Sunday, May 17, 2015

Take In A View Of Manhattan From The Water's Edge

Water's Edge
401 44th Drive at the East River
Long Island City, New York 11101

Let's face it, Manhattan could be cleaner. It could be more modern. The island has moments of profound beauty, but more often I'm looking at gum-spattered sidewalks and mountains of trash bags.

Something happens, though, when you leave the city and glimpse it from the outside. The scale of the island decreases, but the grandeur becomes overwhelming. It's a spectacle that doesn't tire or fade. And what better way to enjoy Manhattan than from the Water's Edge in Queens?


With such a stunning view, I had expected sky-high fares and mediocre food. While the prices were indeed quite high, they were as reasonable as could be expected in the shadow of skyscrapers. The food, on the other hand, exceeded expectations.

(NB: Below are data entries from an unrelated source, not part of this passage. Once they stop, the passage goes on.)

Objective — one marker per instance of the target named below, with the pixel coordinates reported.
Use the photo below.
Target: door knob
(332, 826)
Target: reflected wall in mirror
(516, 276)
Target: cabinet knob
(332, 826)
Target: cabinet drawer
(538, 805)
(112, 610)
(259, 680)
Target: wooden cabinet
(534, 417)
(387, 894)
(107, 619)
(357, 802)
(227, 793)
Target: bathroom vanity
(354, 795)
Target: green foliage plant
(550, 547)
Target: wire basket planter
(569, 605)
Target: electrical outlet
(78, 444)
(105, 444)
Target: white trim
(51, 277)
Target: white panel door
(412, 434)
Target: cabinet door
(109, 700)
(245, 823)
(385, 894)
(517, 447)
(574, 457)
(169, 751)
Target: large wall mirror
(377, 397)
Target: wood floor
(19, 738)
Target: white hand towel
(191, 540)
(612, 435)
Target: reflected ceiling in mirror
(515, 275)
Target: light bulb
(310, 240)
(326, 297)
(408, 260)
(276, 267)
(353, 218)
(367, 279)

I was a winner with the crab cake. Water's Edge is a seafood restaurant, after all. Yet they were able to prepare impressively delicate and light gnocchi, a textural feat we could even taste through the heavy cream, salty bacon, and general weight and gluttony of the dish.

Maryland Crab Cake. Lump crab, chive slaw, Cajun remoulade ($15)

Hand Rolled Gnocchi. Specked ham, shitake mushrooms, truffle oil, taleggio cream. ($14)

For dinner, I ate the lobster and shrimp entrée. Paler than my typical red, Main lobster, this crustacean crawled from Brazil. I recognized the difference in color immediately, asking the waiter about the lobster's origins (rather than paying attention to the menu's detail in the first place). Yet, I couldn't taste too much of a difference, though the meat was tougher and less sweet. The white wine and butter sauce blanketed the dish, blurring any flavor distinction I may have been able to make. I couldn't even finish the whole meal--the butter slowed me down and eventually became overbearingly rich.

Shrimp and Brazilian Lobster Tail 7oz. Francese. White wine, lemon butter sauce ($45)
Chilean Sea Bass. Cherry peppers, red onion, sweet corn, cilantro pesto. ($34)
View of the bar and the restaurant beyond.
We left as the staff closed up the restaurant. Despite the rocky start to the evening, it was smooth waters the rest of the night at Water's edge. Full of butter and cream, we rolled home (in a Lyft car) and slipped into a food coma that lasted to the next morning.